Les Assises de la traduction à Arles sous le thème « Traduire sous contraintes »

 

Reportage de Rita Stirn,

Envoyée spéciale pour SitaNews

 

La 42e édition des Assises de la traduction organisée du 7 au 9 novembre 2025 a choisi pour thème « Traduire sous contraintes », et nous éclaire sur les liens entre traduction et censure, notamment dans des pays comme la Chine, l’Iran et la Russie. Traduction et liberté, dialectique de la norme et de la forme : les approches sont multiples. Conférences, tables rondes et ateliers — organisés par l’équipe d’ATLAS (Association pour la Promotion de la Traduction Littéraire) et les responsables techniques et logistiques des Assises — se sont enchaînés pendant trois jours dans divers lieux d’Arles. Il s’agit d’une rencontre annuelle réunissant traductrices et traducteurs professionnels, mais aussi étudiantes et étudiants qui se destinent à ce métier.

 

Vendredi 7 novembre 2025, Chapelle du Méjean, Arles

 

Journée d’ouverture des Assises, remise du Grand prix de la traduction. La Ville d’Arles récompense cette année Laure Hinckel pour sa remarquable traduction du roumain de Théodoros, de Mircea Cărtărescu (Noir sur blanc, 2024), désormais sans coupes par rapport à l’ouvrage original. Un Prix spécial du Jury a été attribué à la traduction de Stéphanie Dujols de l’arabe (Palestine) de Je suis ma liberté de Nasser Abu Srour (Gallimard, 2025), un auteur emprisonné et condamné à mort, puis libéré le 13 octobre 2025 et exilé en Égypte par les autorités israéliennes.

 

Deux conférences inaugurales marquent les temps forts de cette première journée : l’une de Farouk Mardam-Bey, directeur des éditions Sinbad et traducteur de l’arabe, exilé depuis cinquante ans de Syrie, qui livre un témoignage sur la destruction de son pays, mais aussi sur la place salvatrice de la littérature et de la traduction.
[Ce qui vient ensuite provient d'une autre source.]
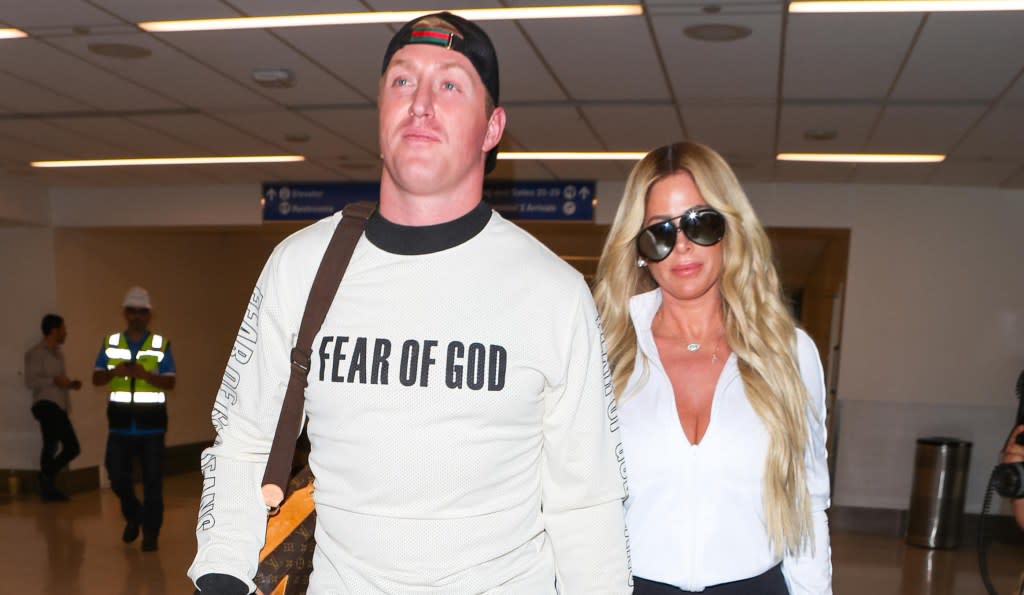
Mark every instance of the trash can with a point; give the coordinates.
(940, 468)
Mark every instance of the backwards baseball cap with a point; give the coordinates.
(137, 298)
(471, 42)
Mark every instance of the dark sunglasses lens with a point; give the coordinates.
(704, 227)
(654, 243)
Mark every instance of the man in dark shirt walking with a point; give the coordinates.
(45, 376)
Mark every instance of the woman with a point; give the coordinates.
(721, 398)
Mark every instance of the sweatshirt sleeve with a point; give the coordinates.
(583, 473)
(809, 572)
(231, 523)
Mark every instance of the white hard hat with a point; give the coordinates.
(137, 297)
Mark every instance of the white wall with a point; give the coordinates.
(933, 331)
(23, 202)
(143, 207)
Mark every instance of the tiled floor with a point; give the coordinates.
(75, 549)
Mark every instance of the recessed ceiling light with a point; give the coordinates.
(358, 165)
(861, 157)
(120, 50)
(717, 32)
(12, 33)
(171, 161)
(820, 134)
(570, 156)
(273, 78)
(394, 16)
(905, 5)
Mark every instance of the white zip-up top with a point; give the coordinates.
(463, 433)
(695, 512)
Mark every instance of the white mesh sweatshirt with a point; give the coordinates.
(463, 429)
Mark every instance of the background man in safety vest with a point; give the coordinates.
(138, 369)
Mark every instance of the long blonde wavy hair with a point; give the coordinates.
(758, 326)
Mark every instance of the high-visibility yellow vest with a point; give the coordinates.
(134, 398)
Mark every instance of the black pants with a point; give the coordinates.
(770, 583)
(121, 452)
(57, 431)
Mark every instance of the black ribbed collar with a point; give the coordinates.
(410, 240)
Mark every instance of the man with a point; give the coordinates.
(137, 368)
(462, 431)
(45, 376)
(1014, 454)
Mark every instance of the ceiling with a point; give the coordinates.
(908, 82)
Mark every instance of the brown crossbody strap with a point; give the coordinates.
(332, 269)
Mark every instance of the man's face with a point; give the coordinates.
(434, 129)
(138, 319)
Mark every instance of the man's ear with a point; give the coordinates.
(496, 128)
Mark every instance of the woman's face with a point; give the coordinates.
(690, 271)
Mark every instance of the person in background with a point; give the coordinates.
(45, 375)
(461, 428)
(721, 398)
(137, 368)
(1014, 453)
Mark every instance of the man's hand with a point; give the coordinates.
(133, 370)
(220, 585)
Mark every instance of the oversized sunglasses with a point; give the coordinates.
(701, 225)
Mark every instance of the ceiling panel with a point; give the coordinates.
(964, 55)
(601, 58)
(732, 129)
(195, 91)
(76, 78)
(1015, 180)
(1000, 133)
(272, 126)
(786, 171)
(52, 14)
(975, 172)
(753, 170)
(1015, 96)
(129, 137)
(635, 127)
(26, 97)
(922, 129)
(590, 170)
(550, 129)
(507, 170)
(59, 142)
(237, 53)
(335, 47)
(275, 7)
(139, 10)
(168, 72)
(524, 77)
(894, 173)
(852, 125)
(824, 56)
(704, 70)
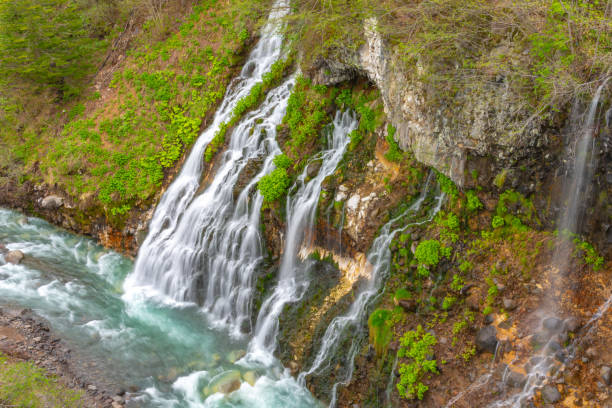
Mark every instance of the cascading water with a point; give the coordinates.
(348, 325)
(574, 189)
(169, 353)
(206, 248)
(301, 211)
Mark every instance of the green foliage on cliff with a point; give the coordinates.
(274, 185)
(47, 43)
(113, 144)
(270, 79)
(428, 254)
(22, 384)
(306, 115)
(417, 347)
(380, 324)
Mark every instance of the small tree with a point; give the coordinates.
(46, 43)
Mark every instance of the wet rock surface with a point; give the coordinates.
(26, 336)
(486, 339)
(13, 257)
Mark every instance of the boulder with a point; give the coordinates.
(250, 377)
(606, 373)
(408, 305)
(552, 324)
(313, 169)
(52, 202)
(234, 356)
(473, 299)
(550, 394)
(13, 257)
(224, 383)
(515, 379)
(486, 339)
(571, 324)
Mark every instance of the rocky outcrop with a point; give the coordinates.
(14, 257)
(52, 202)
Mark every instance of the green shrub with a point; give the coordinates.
(402, 294)
(448, 302)
(22, 384)
(46, 42)
(282, 161)
(394, 154)
(473, 203)
(497, 221)
(274, 185)
(428, 254)
(380, 324)
(417, 347)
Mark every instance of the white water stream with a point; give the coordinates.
(301, 212)
(348, 326)
(204, 248)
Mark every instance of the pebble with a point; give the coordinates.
(552, 323)
(550, 394)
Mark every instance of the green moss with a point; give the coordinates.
(417, 347)
(380, 324)
(274, 185)
(22, 384)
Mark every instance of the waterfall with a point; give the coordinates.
(209, 244)
(301, 212)
(348, 325)
(577, 181)
(574, 189)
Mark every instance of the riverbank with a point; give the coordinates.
(26, 337)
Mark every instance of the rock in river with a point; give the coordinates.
(13, 257)
(52, 202)
(486, 339)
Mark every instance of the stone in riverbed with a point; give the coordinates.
(250, 377)
(486, 339)
(516, 380)
(224, 383)
(14, 256)
(52, 202)
(571, 324)
(550, 394)
(552, 324)
(235, 355)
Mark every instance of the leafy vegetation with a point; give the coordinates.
(428, 253)
(274, 185)
(380, 324)
(417, 347)
(22, 384)
(46, 43)
(115, 145)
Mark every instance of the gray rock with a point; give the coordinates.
(552, 324)
(516, 380)
(14, 256)
(486, 339)
(509, 304)
(52, 202)
(571, 324)
(550, 394)
(591, 353)
(606, 374)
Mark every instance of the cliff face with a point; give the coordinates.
(486, 136)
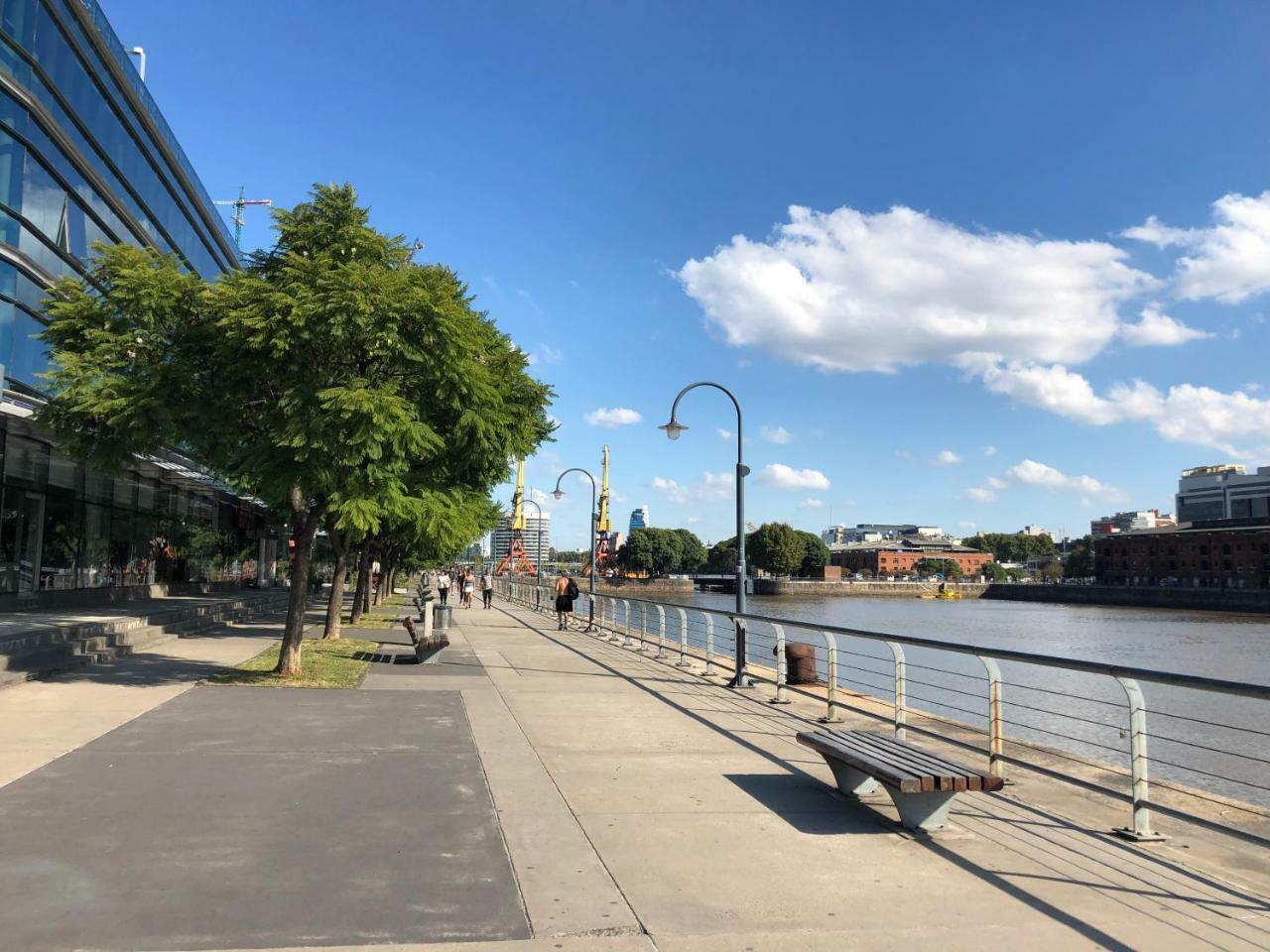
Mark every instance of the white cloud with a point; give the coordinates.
(1030, 472)
(852, 291)
(1157, 329)
(1229, 261)
(711, 486)
(776, 435)
(615, 416)
(781, 476)
(1234, 422)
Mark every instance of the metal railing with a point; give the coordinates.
(969, 707)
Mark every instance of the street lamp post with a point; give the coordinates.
(674, 428)
(558, 493)
(538, 552)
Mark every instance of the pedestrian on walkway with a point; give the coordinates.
(567, 590)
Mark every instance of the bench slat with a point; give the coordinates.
(978, 779)
(898, 763)
(885, 771)
(952, 775)
(901, 758)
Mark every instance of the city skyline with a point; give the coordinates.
(1088, 327)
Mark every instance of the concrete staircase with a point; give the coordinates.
(46, 649)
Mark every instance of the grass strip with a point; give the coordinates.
(322, 664)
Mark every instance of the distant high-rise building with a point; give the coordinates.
(500, 538)
(1223, 493)
(639, 518)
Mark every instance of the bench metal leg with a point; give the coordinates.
(851, 782)
(924, 812)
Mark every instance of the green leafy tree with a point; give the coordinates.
(333, 377)
(816, 553)
(776, 547)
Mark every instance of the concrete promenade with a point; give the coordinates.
(536, 789)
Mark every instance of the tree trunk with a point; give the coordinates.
(305, 520)
(335, 606)
(363, 580)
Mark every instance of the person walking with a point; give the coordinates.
(567, 590)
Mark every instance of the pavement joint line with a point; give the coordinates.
(572, 812)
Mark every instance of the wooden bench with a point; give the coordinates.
(422, 647)
(921, 783)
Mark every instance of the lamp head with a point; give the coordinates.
(674, 428)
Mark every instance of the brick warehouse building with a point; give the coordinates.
(1218, 553)
(903, 555)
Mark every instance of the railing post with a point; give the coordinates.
(643, 627)
(708, 619)
(626, 624)
(830, 692)
(781, 667)
(1141, 829)
(994, 734)
(684, 640)
(901, 702)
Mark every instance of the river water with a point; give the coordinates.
(1198, 739)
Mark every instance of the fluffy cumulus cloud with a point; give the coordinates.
(852, 291)
(1228, 261)
(1157, 329)
(1030, 472)
(613, 416)
(776, 435)
(1234, 422)
(781, 476)
(710, 488)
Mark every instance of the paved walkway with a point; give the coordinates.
(534, 783)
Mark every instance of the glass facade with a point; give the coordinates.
(85, 157)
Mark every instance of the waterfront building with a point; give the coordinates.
(1130, 522)
(1224, 492)
(1228, 553)
(902, 555)
(536, 538)
(876, 532)
(639, 518)
(86, 157)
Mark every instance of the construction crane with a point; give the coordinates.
(239, 204)
(604, 556)
(516, 560)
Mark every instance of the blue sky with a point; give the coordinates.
(998, 266)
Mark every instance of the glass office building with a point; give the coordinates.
(86, 157)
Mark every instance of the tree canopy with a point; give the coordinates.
(1015, 547)
(662, 551)
(333, 376)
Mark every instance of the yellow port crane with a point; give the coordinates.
(604, 557)
(516, 560)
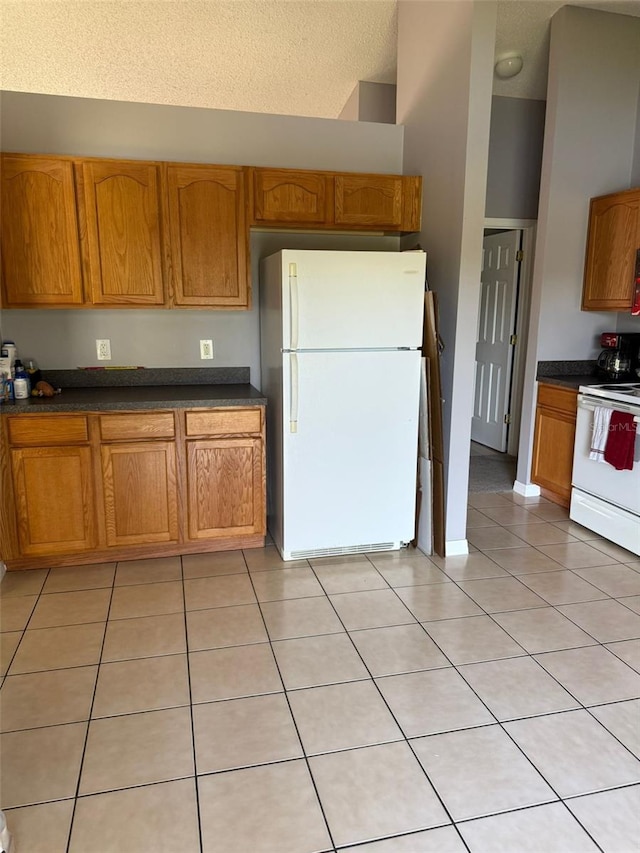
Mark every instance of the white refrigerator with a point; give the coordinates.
(340, 361)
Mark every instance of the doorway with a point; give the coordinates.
(503, 314)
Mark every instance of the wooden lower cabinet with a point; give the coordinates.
(553, 442)
(140, 493)
(91, 487)
(54, 499)
(225, 487)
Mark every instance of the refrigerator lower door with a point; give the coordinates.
(349, 452)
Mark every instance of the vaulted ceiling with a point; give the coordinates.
(294, 57)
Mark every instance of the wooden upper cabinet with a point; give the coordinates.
(613, 242)
(120, 213)
(209, 238)
(284, 196)
(342, 201)
(369, 200)
(40, 243)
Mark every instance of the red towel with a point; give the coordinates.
(621, 441)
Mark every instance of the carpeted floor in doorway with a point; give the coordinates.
(490, 471)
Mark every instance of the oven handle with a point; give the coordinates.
(605, 404)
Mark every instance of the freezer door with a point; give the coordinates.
(352, 300)
(350, 429)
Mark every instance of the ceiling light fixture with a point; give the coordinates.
(508, 65)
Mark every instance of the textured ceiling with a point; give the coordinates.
(295, 57)
(524, 27)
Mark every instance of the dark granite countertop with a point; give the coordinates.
(572, 381)
(124, 390)
(573, 374)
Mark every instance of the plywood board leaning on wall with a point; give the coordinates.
(431, 351)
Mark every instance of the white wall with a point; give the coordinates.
(160, 338)
(445, 107)
(592, 98)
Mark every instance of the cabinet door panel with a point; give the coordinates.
(122, 210)
(612, 243)
(54, 499)
(209, 237)
(553, 451)
(139, 482)
(369, 200)
(40, 242)
(225, 487)
(289, 196)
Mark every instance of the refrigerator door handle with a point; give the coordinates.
(293, 413)
(293, 304)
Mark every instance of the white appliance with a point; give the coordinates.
(602, 499)
(340, 338)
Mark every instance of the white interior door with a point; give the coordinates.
(350, 449)
(494, 351)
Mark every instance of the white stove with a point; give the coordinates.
(604, 499)
(623, 392)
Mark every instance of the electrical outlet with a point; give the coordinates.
(103, 349)
(206, 349)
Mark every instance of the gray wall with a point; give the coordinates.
(590, 134)
(445, 107)
(374, 102)
(635, 170)
(515, 158)
(159, 338)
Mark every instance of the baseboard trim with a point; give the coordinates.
(456, 547)
(527, 490)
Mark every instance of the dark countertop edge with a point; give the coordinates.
(144, 376)
(139, 398)
(575, 382)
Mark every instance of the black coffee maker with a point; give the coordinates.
(620, 356)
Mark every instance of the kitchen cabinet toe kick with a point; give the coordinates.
(99, 487)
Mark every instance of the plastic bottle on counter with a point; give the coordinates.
(9, 350)
(21, 384)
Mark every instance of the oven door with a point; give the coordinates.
(621, 488)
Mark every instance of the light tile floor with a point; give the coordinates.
(384, 704)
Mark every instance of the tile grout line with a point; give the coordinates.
(93, 699)
(393, 716)
(284, 690)
(193, 730)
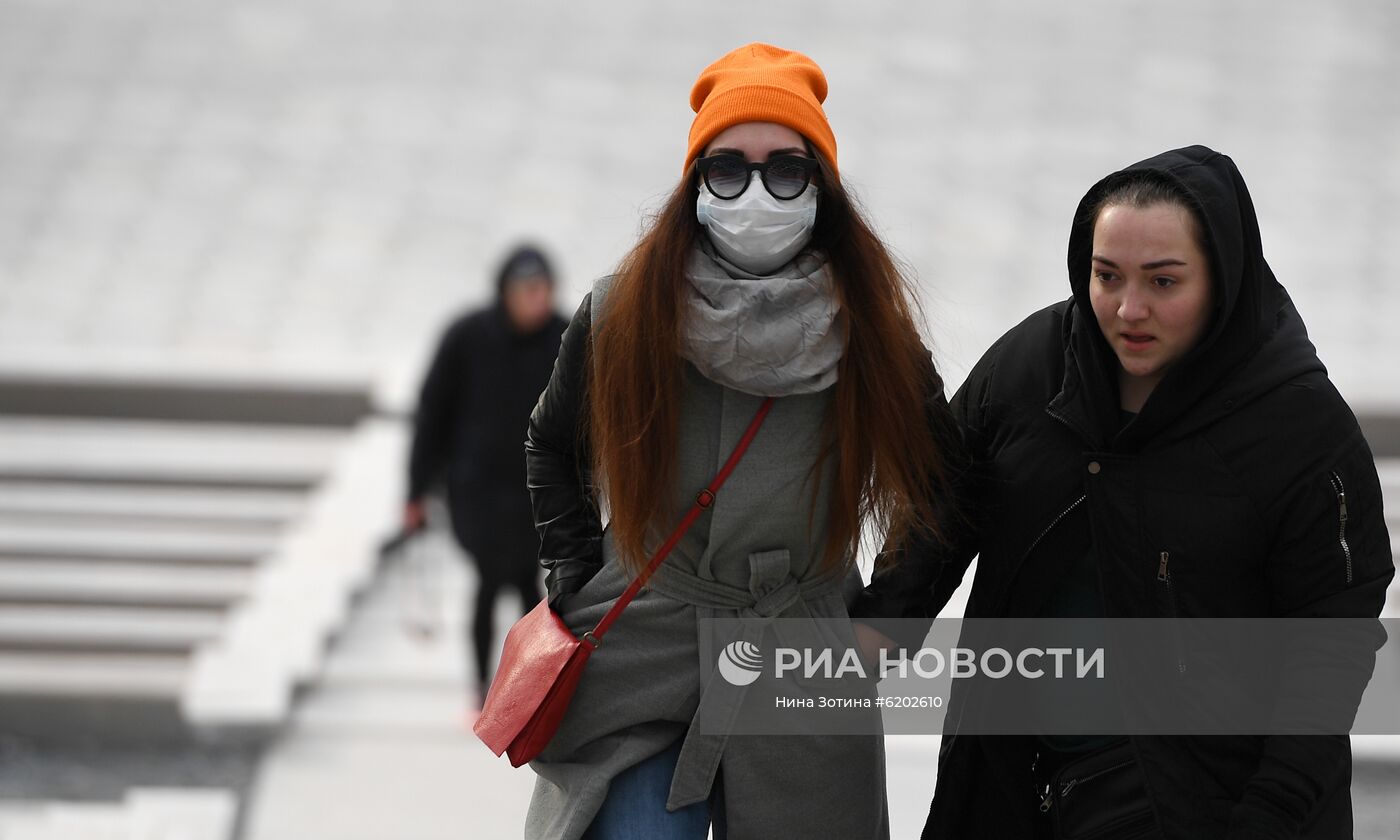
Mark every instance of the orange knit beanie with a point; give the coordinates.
(760, 83)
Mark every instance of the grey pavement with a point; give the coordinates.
(317, 185)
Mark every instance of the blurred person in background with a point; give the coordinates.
(1164, 444)
(475, 405)
(758, 279)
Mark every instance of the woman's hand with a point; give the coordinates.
(871, 641)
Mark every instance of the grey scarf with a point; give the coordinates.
(770, 336)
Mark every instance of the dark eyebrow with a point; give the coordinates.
(1158, 263)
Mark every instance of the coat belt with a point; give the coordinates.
(772, 592)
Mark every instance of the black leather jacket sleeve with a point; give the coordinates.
(557, 468)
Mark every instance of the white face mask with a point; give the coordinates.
(756, 231)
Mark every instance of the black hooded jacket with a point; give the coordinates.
(1245, 468)
(472, 416)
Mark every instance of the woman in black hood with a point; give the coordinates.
(1165, 443)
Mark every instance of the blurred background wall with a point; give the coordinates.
(318, 184)
(303, 192)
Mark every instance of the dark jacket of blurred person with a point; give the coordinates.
(469, 427)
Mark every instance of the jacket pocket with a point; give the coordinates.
(1340, 490)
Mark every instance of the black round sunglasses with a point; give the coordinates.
(784, 175)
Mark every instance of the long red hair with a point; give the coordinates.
(889, 466)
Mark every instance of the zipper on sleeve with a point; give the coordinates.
(1341, 518)
(1164, 574)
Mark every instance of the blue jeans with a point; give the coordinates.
(636, 805)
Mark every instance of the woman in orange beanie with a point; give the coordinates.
(758, 279)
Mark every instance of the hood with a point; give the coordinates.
(1253, 343)
(520, 262)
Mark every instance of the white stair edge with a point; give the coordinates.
(144, 814)
(301, 594)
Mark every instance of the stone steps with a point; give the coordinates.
(143, 814)
(60, 501)
(121, 583)
(171, 454)
(107, 629)
(133, 543)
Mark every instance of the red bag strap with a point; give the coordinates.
(703, 500)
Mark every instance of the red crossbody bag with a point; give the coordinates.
(542, 660)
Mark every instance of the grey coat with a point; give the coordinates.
(751, 555)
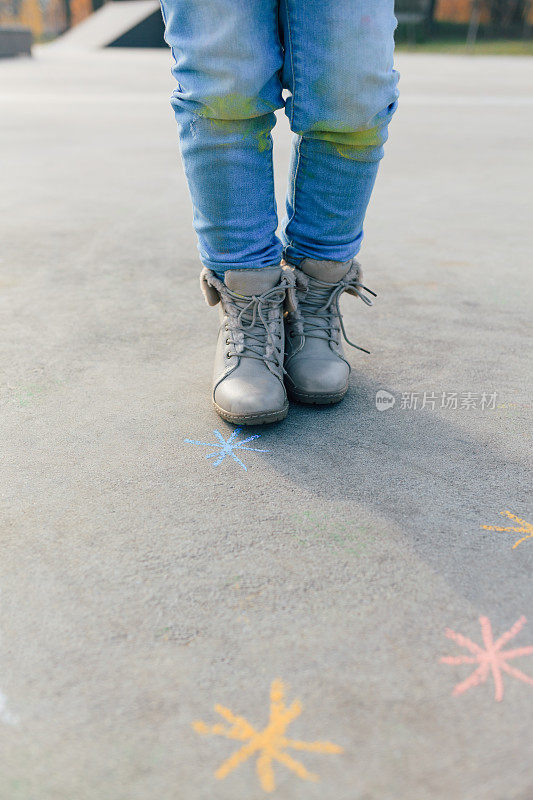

La seconde conférence, assurée par l’historienne Laure Murat, professeure à UCLA en Californie et autrice, interroge sur les enjeux de chaque période historique et la nécessité d’adapter et de s’adapter en traduction.

 

Laure Murat participe également à la table ronde intitulée « Censure : de quoi parle-t-on ? ». Elle souligne qu’en France, la liberté d’expression est encadrée juridiquement, alors que ce n’est pas le cas aux États-Unis. « Tandis qu’aux États-Unis, certaines bibliothèques sont nettoyées par les Moms for Liberty, en Chine, le contrôle de l’administration pousse des éditeurs à devenir censeurs, et ceux qui veulent être publiés en viennent à s’autocensurer », explique Mélie Chen, éditrice, traductrice du chinois et participante à cette table ronde. Il convient également de s’interroger sur la liberté d’écrire et de traduire en France : « Le censeur n’est-il pas toujours là, autour de soi, en soi, quand domine la préoccupation commerciale de toucher le plus grand nombre ? ».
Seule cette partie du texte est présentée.